It’s because you didn’t care and because you didn’t listen to your body and it’s because you didn’t listen to your wife. You had a “ton” of reasons not to care but they were paper thin. You know that, though, but you’re just lying to yourself. Please, get your health in order.

Entrepreneurship is about self-mastery, mortification, and leadership. You’ll thank me for the results and your teams and those that you lead will trust you more because of your investment.

7. Your Faith

Over the next decade you will be tested emotionally, physically, mentally, and spiritually. You’ll find that your personal faith will change so dramatically that it might be generally unrecognizable to the faith that you have today.
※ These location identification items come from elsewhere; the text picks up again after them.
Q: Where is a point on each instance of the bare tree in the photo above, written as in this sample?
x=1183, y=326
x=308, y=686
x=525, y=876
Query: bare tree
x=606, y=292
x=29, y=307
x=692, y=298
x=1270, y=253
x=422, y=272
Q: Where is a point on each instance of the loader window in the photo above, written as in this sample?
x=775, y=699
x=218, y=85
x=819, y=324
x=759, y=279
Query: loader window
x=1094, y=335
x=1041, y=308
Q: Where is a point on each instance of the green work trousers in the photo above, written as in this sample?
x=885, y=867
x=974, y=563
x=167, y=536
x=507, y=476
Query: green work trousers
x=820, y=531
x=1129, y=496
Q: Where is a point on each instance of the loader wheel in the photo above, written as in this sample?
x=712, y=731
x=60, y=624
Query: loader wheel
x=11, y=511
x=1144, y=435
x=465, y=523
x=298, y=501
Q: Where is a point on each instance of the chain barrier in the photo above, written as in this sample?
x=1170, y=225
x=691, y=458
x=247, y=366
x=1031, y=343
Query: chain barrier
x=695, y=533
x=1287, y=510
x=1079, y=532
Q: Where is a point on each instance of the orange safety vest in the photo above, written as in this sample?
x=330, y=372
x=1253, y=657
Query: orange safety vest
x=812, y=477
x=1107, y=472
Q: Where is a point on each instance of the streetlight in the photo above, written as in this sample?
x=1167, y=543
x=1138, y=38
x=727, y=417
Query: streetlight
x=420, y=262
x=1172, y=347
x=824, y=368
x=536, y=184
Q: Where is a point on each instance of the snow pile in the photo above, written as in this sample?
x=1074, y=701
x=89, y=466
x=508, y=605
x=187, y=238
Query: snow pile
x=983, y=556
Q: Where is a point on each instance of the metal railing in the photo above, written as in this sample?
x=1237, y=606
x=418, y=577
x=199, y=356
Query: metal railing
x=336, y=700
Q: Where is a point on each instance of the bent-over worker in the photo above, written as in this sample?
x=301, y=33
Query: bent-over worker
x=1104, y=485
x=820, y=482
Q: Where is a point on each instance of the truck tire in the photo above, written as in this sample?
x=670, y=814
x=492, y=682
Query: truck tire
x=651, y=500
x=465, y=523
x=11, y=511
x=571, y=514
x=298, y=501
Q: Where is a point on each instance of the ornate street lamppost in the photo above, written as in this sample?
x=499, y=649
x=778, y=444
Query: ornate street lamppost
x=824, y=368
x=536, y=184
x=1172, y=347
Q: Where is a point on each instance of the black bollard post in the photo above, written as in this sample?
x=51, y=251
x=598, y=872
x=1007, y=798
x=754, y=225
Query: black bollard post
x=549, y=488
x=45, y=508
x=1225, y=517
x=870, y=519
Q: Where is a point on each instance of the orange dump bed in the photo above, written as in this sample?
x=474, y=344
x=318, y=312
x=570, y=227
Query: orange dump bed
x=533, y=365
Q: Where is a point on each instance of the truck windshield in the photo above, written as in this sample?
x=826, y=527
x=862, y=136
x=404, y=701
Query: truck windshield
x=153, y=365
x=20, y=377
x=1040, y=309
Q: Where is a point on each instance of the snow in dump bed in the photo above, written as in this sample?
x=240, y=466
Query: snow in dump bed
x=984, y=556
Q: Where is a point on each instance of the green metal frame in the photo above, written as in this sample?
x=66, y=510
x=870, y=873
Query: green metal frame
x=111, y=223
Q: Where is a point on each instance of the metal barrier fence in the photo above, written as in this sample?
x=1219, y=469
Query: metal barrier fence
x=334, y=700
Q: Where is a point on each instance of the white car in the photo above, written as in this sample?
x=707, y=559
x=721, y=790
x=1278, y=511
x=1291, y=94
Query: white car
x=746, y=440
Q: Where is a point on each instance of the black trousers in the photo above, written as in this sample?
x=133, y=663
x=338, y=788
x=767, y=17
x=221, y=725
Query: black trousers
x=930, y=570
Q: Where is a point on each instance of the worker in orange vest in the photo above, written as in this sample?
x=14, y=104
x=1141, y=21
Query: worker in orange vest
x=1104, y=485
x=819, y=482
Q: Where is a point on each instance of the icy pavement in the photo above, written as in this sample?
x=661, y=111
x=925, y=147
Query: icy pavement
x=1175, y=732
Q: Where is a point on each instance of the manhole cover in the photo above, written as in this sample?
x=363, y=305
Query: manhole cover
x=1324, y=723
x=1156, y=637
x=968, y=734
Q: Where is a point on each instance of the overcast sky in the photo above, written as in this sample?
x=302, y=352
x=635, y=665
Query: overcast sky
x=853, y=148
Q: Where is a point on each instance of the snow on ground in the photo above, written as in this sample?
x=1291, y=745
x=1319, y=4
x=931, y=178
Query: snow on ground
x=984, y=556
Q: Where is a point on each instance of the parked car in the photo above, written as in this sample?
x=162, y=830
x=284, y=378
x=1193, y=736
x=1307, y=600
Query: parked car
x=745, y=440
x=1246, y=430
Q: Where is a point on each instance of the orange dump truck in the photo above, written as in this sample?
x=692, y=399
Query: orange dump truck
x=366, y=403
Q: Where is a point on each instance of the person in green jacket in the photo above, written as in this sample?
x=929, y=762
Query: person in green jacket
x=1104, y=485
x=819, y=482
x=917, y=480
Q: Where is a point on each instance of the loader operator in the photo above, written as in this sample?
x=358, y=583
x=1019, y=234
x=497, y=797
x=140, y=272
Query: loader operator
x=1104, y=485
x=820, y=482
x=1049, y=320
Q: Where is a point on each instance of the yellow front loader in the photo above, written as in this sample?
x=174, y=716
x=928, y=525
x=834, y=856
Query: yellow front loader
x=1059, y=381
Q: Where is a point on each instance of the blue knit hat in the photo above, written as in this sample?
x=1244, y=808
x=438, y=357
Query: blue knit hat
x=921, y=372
Yes, you will finish two Masters degrees (oh, didn’t know that was on the agenda? Hah. You’re fucked! … In a good way.) and you will come out knowing less about the spiritual life than when you started but you won’t regret it.

What you will regret is some of the seasons of investment (or lack thereof) where you decided to spend more time building software than investing in this part of your own life (and your family’s).

All I can say is that you haven’t given up and thank God for that. But you will encounter some really tough stuff that’ll beg life-sized questions on whether or not it’s even worth the effort. Please don’t quit. Please fight hard. Don’t stop asking the big questions.

And it’s okay to doubt. This is a very necessary and healthy thing. You’ll be a doubter for the rest of your life I imagine.

Good luck John. You’re going to need it. You’ll make it. And you’re going to have a hell of a time.

Sincerely,
John, your bud and almost-32-year-old.